After the Battle of Spokane Plains, troops commanded by Wright were responsible for killing upwards of 900 Indian horses in retaliation of the uprising. The horse killings were designed to prevent further uprisings and to limit opportunities for the tribes to hunt and fend for themselves over the winter. Wright later expressed remorse over the killings, but deemed his actions necessary. He later wrote, “The chastisement which these Indians have received has been severe but well merited… A blow has been struck which they will never forget.”

==Civil War==
At the beginning of the Civil War, Wright was the commanding officer of the Department of Oregon. Then, for a few months in 1861, he was the commanding officer of the District of Southern California.
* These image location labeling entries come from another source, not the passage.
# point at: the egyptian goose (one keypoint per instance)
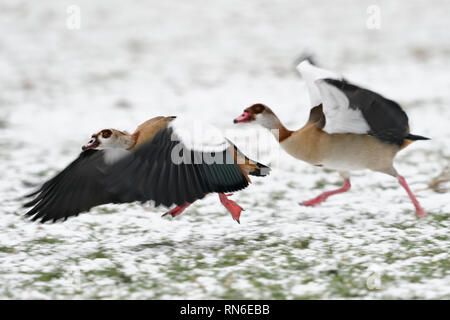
(349, 128)
(154, 163)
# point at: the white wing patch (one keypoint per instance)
(199, 136)
(339, 117)
(310, 74)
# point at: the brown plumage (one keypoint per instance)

In October 1861, he was promoted to brigadier general of Volunteers and placed in command of the Department of the Pacific, replacing Edwin Vose Sumner, on Sumner's recommendation.
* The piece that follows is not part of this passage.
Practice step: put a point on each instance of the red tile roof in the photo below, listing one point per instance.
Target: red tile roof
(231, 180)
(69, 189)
Although Wright would have preferred to have been sent East during the Civil War, he remained in California, where he commanded the largest force ever in the Far West—6,000 troops in 1862. His duties included protecting the frontier, keeping watch on secessionists, safeguarding the coast, and moving troops eastward.
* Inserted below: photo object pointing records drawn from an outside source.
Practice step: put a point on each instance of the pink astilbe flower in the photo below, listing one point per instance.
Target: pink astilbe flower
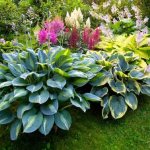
(42, 36)
(74, 38)
(54, 26)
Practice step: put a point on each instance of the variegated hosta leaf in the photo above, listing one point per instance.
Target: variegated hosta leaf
(117, 106)
(47, 124)
(131, 100)
(118, 86)
(63, 120)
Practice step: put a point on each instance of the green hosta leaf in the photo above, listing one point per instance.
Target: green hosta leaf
(47, 124)
(136, 74)
(56, 82)
(76, 73)
(66, 94)
(32, 122)
(39, 98)
(133, 85)
(79, 82)
(16, 69)
(61, 72)
(35, 87)
(19, 82)
(145, 89)
(118, 86)
(15, 129)
(122, 63)
(91, 97)
(23, 108)
(5, 84)
(20, 93)
(99, 80)
(100, 92)
(42, 56)
(6, 117)
(50, 109)
(131, 100)
(63, 120)
(117, 106)
(106, 109)
(84, 105)
(4, 105)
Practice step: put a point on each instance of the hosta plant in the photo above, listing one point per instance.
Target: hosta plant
(122, 78)
(36, 89)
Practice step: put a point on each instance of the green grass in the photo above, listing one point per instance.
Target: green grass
(90, 132)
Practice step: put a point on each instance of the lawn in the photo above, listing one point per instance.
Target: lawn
(90, 132)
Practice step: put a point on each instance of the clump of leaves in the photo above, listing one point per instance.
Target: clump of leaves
(122, 78)
(37, 87)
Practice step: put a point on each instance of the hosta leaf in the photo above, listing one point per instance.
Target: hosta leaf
(5, 84)
(39, 98)
(136, 74)
(20, 93)
(56, 82)
(76, 73)
(47, 124)
(23, 108)
(122, 63)
(117, 106)
(79, 82)
(84, 105)
(118, 86)
(15, 129)
(106, 109)
(131, 100)
(34, 87)
(50, 109)
(91, 97)
(61, 72)
(32, 122)
(19, 82)
(63, 120)
(145, 89)
(66, 93)
(100, 92)
(6, 117)
(99, 80)
(4, 105)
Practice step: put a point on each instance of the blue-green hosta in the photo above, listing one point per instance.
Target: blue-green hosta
(119, 83)
(37, 87)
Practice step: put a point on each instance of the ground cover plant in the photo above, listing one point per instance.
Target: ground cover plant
(94, 59)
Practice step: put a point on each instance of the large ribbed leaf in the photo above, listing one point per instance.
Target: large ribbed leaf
(50, 108)
(32, 122)
(20, 92)
(47, 124)
(56, 82)
(131, 100)
(39, 98)
(15, 129)
(63, 120)
(6, 117)
(118, 86)
(117, 106)
(23, 108)
(34, 87)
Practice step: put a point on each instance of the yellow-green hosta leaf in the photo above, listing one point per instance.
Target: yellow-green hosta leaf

The climate of San Francisco was not agreeable to Wright because of his asthma, and he wanted to move the headquarters to Sacramento. The headquarters did not move, although Wright did spend time in Sacramento.

==Postbellum==
When the regular army reorganized in 1865 and created the Military Division of the Pacific, Wright commanded the District of California for a few months until he was given command of the newly created Department of the Columbia. He may have been removed from command of the Department of the Pacific in order for the Army to have a position for Maj. Gen. Irvin McDowell.

Wright and his wife died at sea en route to his new command when the steamer Brother Jonathan was wrecked off the California coast. His body was recovered six weeks later. He is interred in the Sacramento Historic City Cemetery.

For his service as commander of the Department of the Pacific, he was appointed a brevet brigadier general in the regular army.

==Namesake==
Fort George Wright, located near Spokane, was named in his honor.

Wright's Point, a Harney County, Oregon landmark, was named for him.

Fort George Wright Drive in Spokane was renamed Whistalks Way in 2020. The name change acknowledges the brutality imposed on Native American tribes in Spokane by Col. George Wright. The new name honors Whist-alks, a woman warrior and Spokane Indian who played a role in the resistance against Wright in 1858.

On Fairchild Air Force Base in Washington, the 92nd Air Refueling Wing's residential neighborhood, Fort Wright Village, and a street, Fort Wright Oval, were named after George Wright. They were renamed in 2022.

Colonel Wright Elementary School, in The Dalles, Oregon, was named for him. The school is in the process of changing its name.

==Family==
In 1827, Wright married Margaret Wallace Foster (or Forster). They had five children, four sons and one daughter. Their first son, Thomas, was born in 1830 and, in 1874, was killed in the Modoc War. Eliza (Elizabeth) was born in May 1837 and was married to Army Captain P.A. Owen. John, the youngest, was born in 1839 and rose to the rank of Brigadier General of the Army. He also served as Chief Marshall of the U.S. Supreme Court. Two sons did not survive childhood: James Heron, born in 1832, died at age five, and Roswell, born in 1834, died at age one year, nine months.